Voulons-nous que les peuples soient vertueux ? commençons donc par leur faire aimer la patrie : mais comment l’aimeront-ils, si la patrie n’est rien de plus pour eux que pour des étrangers, & qu’elle ne leur accorde que ce qu’elle ne peut refuser à personne ? Ce seroit bien pis s’ils n’y joüissoient pas même de la sûreté civile, & que leurs biens, leur vie ou leur liberté fussent à la discrétion des hommes puissans, sans qu’il leur fût possible ou permis d’oser reclamer les lois. Alors soûmis aux devoirs de l’état civil, sans joüir même des droits de l’état de nature & sans pouvoir employer leurs forces pour se défendre, ils seroient par conséquent dans la pire condition où se puissent trouver des hommes libres, & le mot de patrie ne pourroit avoir pour eux qu’un sens odieux ou ridicule. Il ne faut pas croire que l’on puisse offenser ou couper un bras, que la douleur ne s’en porte à la tête ; & il n’est pas plus croyable que la volonté générale consente qu’un membre de l’état quel qu’il soit en blesse ou détruise un autre, qu’il ne l’est que les doigts d’un homme usant de sa raison aillent lui crever les yeux. La sureté particuliere est tellement liée avec la confédération publique, que sans les égards que l’on doit à la foiblesse humaine, cette convention seroit dissoute par le droit, s’il périssoit dans l’état un seul citoyen qu’on eût pû secourir ; si l’on en retenoit à tort un seul en prison, & s’il se perdoit un seul procès avec une injustice évidente : car les conventions fondamentales étant enfreintes, on ne voit plus quel droit ni quel intérêt pourroit maintenir le peuple dans l’union sociale, à moins qu’il n’y fût retenu par la seule force qui fait la dissolution de l’état civil.
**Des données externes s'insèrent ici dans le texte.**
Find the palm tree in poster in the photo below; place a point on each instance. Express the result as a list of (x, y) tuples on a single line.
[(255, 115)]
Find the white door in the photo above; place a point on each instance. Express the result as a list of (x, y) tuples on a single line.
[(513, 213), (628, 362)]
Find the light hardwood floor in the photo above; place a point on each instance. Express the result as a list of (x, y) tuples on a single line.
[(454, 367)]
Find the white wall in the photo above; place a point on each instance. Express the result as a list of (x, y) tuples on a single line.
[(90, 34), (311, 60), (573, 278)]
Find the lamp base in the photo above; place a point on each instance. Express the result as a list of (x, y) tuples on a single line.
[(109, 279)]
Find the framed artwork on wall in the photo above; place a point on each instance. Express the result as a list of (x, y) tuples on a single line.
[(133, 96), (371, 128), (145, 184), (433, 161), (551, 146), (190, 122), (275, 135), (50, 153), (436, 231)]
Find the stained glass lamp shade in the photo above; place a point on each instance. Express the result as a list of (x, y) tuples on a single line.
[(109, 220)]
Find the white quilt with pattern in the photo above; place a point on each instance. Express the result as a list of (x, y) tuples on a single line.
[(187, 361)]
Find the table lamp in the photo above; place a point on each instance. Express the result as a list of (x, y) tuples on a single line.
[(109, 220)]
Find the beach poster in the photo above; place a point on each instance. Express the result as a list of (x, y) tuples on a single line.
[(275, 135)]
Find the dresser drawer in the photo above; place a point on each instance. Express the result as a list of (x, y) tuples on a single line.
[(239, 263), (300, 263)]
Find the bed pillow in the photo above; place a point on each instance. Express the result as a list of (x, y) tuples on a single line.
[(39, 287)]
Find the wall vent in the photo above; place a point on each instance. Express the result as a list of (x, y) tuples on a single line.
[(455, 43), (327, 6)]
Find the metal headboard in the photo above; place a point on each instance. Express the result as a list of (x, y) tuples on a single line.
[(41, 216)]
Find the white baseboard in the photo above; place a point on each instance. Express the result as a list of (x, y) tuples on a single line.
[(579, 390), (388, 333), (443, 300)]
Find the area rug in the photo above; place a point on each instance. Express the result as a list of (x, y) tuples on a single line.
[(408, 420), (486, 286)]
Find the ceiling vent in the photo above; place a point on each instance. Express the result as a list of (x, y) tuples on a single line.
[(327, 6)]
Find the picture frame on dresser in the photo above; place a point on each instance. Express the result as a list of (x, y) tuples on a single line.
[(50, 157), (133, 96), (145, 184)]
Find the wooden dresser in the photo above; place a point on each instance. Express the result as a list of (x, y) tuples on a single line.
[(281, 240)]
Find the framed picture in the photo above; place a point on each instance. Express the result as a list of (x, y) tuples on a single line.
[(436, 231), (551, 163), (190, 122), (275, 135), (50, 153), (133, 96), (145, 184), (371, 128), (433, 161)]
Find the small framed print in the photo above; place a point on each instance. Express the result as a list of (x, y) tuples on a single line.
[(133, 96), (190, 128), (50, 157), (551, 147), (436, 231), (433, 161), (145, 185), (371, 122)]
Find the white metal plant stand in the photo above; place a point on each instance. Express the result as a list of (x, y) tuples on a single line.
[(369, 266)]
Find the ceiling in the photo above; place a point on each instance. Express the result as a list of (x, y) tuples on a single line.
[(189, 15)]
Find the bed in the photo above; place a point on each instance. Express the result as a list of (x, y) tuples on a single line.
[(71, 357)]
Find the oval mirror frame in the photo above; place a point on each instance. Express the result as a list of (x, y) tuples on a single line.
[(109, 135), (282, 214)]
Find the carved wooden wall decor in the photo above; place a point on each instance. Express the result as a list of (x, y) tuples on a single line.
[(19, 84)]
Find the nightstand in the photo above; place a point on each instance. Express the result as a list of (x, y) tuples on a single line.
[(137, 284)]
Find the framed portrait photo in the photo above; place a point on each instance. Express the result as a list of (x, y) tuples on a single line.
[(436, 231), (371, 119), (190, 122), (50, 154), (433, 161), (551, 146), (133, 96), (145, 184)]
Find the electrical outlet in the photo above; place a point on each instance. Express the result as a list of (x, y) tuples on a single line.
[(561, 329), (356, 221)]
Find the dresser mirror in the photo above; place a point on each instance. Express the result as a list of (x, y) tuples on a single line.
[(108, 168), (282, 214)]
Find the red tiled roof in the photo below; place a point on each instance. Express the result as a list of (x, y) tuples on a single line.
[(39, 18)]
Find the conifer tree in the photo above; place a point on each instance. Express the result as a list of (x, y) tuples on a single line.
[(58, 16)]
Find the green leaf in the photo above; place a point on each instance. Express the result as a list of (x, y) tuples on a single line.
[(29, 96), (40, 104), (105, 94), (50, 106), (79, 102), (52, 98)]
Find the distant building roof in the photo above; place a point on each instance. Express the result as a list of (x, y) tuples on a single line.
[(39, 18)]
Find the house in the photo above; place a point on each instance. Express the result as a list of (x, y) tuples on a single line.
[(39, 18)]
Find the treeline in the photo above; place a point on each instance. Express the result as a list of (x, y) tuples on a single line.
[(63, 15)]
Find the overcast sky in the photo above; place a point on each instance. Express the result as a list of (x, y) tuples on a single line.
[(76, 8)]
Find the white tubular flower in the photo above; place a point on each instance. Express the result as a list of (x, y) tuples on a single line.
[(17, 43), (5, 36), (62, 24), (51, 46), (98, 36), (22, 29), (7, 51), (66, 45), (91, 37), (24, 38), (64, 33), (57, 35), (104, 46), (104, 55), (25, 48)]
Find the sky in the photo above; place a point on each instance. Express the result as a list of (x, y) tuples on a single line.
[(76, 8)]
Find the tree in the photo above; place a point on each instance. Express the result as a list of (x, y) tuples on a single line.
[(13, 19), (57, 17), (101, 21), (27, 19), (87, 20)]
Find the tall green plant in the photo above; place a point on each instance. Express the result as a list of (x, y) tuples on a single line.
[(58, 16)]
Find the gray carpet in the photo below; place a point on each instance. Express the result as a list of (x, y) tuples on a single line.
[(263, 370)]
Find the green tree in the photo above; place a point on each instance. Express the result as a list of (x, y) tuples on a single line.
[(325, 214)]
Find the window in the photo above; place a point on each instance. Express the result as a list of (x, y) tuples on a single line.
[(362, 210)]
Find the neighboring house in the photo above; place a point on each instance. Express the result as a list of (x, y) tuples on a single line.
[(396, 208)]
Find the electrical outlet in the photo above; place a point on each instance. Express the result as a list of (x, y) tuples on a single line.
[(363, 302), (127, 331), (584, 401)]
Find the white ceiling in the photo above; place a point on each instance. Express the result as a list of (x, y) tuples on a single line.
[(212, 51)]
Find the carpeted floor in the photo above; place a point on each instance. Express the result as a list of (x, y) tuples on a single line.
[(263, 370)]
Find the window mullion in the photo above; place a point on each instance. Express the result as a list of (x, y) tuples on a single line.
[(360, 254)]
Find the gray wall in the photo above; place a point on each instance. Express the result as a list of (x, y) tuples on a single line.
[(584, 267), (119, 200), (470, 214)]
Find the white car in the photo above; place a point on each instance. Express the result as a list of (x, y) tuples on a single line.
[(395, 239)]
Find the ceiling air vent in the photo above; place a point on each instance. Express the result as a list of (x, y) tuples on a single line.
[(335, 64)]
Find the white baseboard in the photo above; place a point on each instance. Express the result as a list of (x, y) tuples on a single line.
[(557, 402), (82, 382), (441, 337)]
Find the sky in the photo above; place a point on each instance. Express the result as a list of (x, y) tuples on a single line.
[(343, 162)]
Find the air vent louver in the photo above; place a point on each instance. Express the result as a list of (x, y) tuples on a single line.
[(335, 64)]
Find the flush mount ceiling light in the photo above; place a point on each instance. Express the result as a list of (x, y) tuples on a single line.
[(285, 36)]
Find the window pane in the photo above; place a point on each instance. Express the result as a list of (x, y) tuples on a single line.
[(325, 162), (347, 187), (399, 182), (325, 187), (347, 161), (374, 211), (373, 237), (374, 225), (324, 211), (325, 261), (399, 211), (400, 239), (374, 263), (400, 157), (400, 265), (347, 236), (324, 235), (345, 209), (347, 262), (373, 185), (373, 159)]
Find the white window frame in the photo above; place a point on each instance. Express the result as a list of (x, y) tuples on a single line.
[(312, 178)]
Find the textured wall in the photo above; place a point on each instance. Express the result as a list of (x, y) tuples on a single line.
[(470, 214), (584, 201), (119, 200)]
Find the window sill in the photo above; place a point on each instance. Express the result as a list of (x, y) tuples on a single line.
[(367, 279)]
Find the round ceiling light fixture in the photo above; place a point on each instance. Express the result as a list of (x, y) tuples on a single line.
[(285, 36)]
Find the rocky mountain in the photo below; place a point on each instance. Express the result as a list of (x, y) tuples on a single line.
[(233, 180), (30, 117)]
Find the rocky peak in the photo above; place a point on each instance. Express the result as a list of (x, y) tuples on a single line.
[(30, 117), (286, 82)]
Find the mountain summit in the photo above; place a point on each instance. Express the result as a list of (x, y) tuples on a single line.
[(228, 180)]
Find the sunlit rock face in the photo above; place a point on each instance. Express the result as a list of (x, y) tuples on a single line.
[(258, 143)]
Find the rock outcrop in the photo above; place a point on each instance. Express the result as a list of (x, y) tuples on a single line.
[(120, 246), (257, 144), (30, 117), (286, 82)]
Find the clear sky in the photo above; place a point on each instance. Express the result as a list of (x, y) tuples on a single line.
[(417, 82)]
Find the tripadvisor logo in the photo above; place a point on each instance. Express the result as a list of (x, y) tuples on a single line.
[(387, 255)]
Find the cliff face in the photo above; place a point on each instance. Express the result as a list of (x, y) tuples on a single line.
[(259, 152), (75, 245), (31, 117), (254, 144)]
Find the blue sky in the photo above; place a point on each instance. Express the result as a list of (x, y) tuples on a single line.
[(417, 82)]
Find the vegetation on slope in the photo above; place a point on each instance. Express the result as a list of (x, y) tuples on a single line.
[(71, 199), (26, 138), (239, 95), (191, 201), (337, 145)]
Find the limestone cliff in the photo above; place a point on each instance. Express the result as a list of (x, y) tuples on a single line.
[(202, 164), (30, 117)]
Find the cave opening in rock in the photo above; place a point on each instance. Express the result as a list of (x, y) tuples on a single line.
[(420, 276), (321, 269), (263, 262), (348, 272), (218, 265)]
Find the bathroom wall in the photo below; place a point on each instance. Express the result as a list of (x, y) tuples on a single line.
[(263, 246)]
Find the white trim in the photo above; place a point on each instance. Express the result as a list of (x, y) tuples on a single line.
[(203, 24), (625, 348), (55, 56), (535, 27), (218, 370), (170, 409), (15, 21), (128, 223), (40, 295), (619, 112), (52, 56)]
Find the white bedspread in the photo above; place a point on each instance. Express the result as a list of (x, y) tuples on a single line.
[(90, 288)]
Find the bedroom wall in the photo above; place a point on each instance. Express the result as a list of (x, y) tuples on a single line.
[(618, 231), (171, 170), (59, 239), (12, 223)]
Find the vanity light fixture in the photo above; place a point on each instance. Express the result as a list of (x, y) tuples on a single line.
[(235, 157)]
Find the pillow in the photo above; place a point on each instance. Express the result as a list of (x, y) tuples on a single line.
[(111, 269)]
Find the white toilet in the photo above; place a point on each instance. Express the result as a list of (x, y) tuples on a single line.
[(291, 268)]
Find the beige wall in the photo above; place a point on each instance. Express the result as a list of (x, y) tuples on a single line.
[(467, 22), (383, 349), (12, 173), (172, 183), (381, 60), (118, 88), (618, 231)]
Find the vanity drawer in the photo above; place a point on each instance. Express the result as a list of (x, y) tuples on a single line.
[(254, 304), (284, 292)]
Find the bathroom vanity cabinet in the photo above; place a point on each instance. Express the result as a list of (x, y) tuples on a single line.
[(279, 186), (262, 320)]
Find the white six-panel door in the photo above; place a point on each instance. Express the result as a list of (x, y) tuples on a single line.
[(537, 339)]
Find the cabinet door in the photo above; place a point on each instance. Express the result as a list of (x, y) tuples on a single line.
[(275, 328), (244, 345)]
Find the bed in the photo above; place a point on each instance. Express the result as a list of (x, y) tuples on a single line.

En effet, l’engagement du corps de la nation n’est-il pas de pourvoir à la conservation du dernier de ses membres avec autant de soin qu’à celle de tous les autres ? & le salut d’un citoyen est-il moins la cause commune que celui de tout l’état ? Qu’on nous dise qu’il est bon qu’un seul périsse pour tous, j’admirerai cette sentence dans la bouche d’un digne & vertueux patriote qui se consacre volontairement & par devoir à la mort pour le salut de son pays : mais si l’on entend qu’il soit permis au gouvernement de sacrifier un innocent au salut de la multitude, je tiens cette maxime pour une des plus exécrables que jamais la tyrannie ait inventée, la plus fausse qu’on puisse avancer, la plus dangereuse qu’on puisse admettre, & la plus directement opposée aux lois fondamentales de la société. Loin qu’un seul doive périr pour tous, tous ont engagé leurs biens & leurs vies à la défense de chacun d’eux, afin que la foiblesse particuliere fût toujours protégée par la force publique, & chaque membre par tout l’état. Après avoir par supposition retranché du peuple un individu après l’autre, pressez les partisans de cette maxime à mieux expliquer ce qu’ils entendent par le corps de l’état, & vous verrez qu’ils le réduiront à la fin à un petit nombre d’hommes qui ne sont pas le peuple, mais les officiers du peuple, & qui s’étant obligés par un serment particulier à périr eux-mêmes pour son salut, prétendent prouver par-là que c’est à lui de périr pour le leur.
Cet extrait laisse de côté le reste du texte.